Pretty terrifying, honesty. How’s that for some light fucking afternoon tea conversation?

image courtesy of MadMenWiki

But even when Betty receives the good news that she’s out of the woods with a clean bill of health, she manages to twist it into putting herself down as “just fat” .. instead of being clear of fucking cancer. And here’s Henry, intensely relieved that he will get more time with his wife; he truly loves that difficult woman. Time to gain a little more perspective, Bets.

When it comes to Roger, he’s pretty much already been replaced by Pete in most ways (save for the name in the lobby). Despite that reality, he still resents Pete.. and Pete’s Mohawk Airlines lobby antics don’t help that shit. Roger has the inherent natural charms of an account man, whereas it’s a little obvious that Pete has to work a lot harder for it. Just a little kick in the teeth there.

image courtesy of Screenrant

And let’s face it, Roger practically coaxed Pete to step up because he became so goddamned complacent in the first place with Lucky Strike.

“Your plate is full, and, frankly, Mohawk is going to insist on a regular copywriter. Someone with a penis.”

“..I’ll work on that.”

In a similar vein, Roger pushes Pegs to hire the whacked out Michael Ginsberg (whom Stan prophesies will surpass her in the talent department) mostly due to the fact that he’s a guy, which suits Mohawk’s oldtimey copywriter needs.

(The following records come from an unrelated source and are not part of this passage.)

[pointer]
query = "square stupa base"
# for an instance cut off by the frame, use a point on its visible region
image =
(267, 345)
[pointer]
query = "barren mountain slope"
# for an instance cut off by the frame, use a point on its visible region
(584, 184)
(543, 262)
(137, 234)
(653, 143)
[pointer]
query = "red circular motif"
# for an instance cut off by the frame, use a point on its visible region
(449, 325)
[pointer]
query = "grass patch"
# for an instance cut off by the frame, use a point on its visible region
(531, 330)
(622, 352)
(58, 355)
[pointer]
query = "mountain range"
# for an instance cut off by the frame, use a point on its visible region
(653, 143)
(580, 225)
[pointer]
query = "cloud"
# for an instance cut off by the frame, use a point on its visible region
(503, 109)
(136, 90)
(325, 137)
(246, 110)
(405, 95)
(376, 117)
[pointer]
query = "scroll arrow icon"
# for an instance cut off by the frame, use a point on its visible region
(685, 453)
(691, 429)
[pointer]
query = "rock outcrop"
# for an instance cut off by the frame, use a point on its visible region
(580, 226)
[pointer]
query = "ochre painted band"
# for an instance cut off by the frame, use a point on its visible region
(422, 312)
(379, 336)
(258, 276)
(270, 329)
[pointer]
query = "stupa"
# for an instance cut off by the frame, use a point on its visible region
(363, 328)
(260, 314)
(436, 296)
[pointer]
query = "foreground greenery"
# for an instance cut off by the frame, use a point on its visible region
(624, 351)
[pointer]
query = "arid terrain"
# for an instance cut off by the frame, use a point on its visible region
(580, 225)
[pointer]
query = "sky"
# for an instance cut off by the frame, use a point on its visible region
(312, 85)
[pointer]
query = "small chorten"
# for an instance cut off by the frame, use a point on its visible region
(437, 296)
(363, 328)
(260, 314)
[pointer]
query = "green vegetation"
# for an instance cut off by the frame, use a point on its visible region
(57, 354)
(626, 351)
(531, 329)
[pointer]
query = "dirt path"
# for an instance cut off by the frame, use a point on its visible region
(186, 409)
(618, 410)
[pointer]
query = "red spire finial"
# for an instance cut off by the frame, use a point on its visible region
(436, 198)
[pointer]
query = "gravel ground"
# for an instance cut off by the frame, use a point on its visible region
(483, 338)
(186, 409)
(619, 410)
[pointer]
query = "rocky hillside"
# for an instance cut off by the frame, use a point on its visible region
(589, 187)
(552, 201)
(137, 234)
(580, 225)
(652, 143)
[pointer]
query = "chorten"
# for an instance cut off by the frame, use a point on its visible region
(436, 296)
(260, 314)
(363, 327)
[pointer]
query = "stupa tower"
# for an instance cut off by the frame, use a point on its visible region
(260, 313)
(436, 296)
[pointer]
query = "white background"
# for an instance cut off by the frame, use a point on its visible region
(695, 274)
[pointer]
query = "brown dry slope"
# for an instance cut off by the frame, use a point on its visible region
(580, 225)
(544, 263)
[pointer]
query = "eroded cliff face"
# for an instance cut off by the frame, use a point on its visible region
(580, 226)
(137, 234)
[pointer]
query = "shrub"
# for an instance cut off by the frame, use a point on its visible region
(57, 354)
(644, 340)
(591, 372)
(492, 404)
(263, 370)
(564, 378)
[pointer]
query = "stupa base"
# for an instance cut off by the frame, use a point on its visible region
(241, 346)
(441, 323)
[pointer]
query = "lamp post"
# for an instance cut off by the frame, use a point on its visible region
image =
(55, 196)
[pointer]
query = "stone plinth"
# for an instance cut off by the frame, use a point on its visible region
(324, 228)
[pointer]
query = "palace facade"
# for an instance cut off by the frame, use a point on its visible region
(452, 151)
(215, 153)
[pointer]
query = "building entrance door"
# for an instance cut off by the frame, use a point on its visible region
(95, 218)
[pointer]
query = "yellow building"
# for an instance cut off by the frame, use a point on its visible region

Though Roger knows that the times are changing, he doesn’t necessarily dig it.

Back in the 1960-set pilot, it was a joke to Roger that the agency might have a Jewish person in a meaningful role– and now in 1966, he acknowledges to Peggy that having a guy like Ginsberg on board “makes the agency more modern”. Ginzo himself is a transitional figure as well, more adapted to the current times; for example, Michael is leagues apart from Rachel Menken’s immigrant father, or even his own father, who reacts to news of his new job by reciting a blessing in Hebrew.

(And suggesting they get hookers, but that’s beside the point..)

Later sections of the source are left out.